La seducción comenzó mucho antes de probar el primer bocado, en el susurro de la brisa y el murmullo lejano de la música en Ramona. El restaurante insignia del espectacular hotel Nizuc, es aquí donde la cocina mexicana se desnuda de artificios y se viste de alma. Bajo un cielo de terciopelo, con la brisa del Caribe acariciando las velas y un cuarteto envolviendo el aire con notas suaves, me entregué al viaje sensorial de su menú de degustación, copa de vino rosado en mano, sin más propósito que dejarme llevar.

Cada platillo fue una historia contada en voz baja, con respeto por los ingredientes y una reverencia silenciosa a las raíces de la tierra. Inicié con un tamal colado de textura etérea, casi como una nube caliente sostenida por la fragancia de la hoja santa. El queso de cabra se derretía como un susurro al fondo, aportando esa nota de profundidad que acariciaba el alma más que al paladar.

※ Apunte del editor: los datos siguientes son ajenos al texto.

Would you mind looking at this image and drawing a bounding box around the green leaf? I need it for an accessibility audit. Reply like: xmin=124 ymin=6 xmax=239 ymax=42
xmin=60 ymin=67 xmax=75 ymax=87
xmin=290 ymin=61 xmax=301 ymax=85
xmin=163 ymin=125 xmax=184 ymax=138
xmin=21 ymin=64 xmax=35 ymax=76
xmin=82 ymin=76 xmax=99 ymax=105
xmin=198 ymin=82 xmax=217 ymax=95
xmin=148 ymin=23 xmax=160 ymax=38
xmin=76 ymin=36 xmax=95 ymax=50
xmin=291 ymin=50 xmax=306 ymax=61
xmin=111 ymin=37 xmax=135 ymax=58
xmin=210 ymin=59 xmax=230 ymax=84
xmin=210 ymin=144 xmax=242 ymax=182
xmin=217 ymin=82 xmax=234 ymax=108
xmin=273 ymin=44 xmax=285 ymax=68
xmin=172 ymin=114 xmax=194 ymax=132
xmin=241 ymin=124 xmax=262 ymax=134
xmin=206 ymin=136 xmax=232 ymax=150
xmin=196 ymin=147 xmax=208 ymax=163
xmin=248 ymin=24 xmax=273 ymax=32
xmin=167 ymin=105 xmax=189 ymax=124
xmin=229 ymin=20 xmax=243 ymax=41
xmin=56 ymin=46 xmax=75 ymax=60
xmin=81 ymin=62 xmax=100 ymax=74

Después llegó el tuétano, glorioso en su desmesura, acompañado de escamoles que parecían danzar sobre un lecho de fideo seco. Había en ese plato una sensualidad casi antigua, una celebración del fuego y la grasa, de la tierra y el insecto, elevada al nivel de arte sin pretensión. Cada bocado era un equilibrio entre la intensidad y la caricia, entre lo ancestral y lo atrevido.
El mar también tuvo su momento sagrado: un bogavante delicadamente cocido, cubierto con perlas negras de caviar que brillaban como promesas, servido junto a un esquite de maíz criollo que era un acto poético por sí mismo. El dulzor del grano, el yodo del mar, la untuosidad perfecta: una trinidad de sabor que hizo al tiempo detenerse.
Un manjar único, el siguiente platillos fue el cordero. Oscuro, jugoso, bañado en una salsa de cerveza que parecía haber sido cocida durante horas en un caldero de alquimia. Lo acompañaba un cuernito de papa, dorado por fuera y suave por dentro. Un platillo con carácter, pero sin estridencias; lleno de fuerza, pero fiel al arte de la delicadeza.

A mi lado, la música flotaba como incienso. La voz de los cantantes y sus guitarras, era la banda sonora perfecta de una noche que parecía fuera del calendario. Cada trago de vino rosado refrescaba el alma con su acidez juguetona y su color de tarde infinita.
En Ramona, cada platillo tiene memoria, cada ingrediente tiene voz, y cada momento se convierte en parte de ti. Cada instante fue un ritual, un reencuentro con la cocina como arte, como lenguaje, como herencia viva.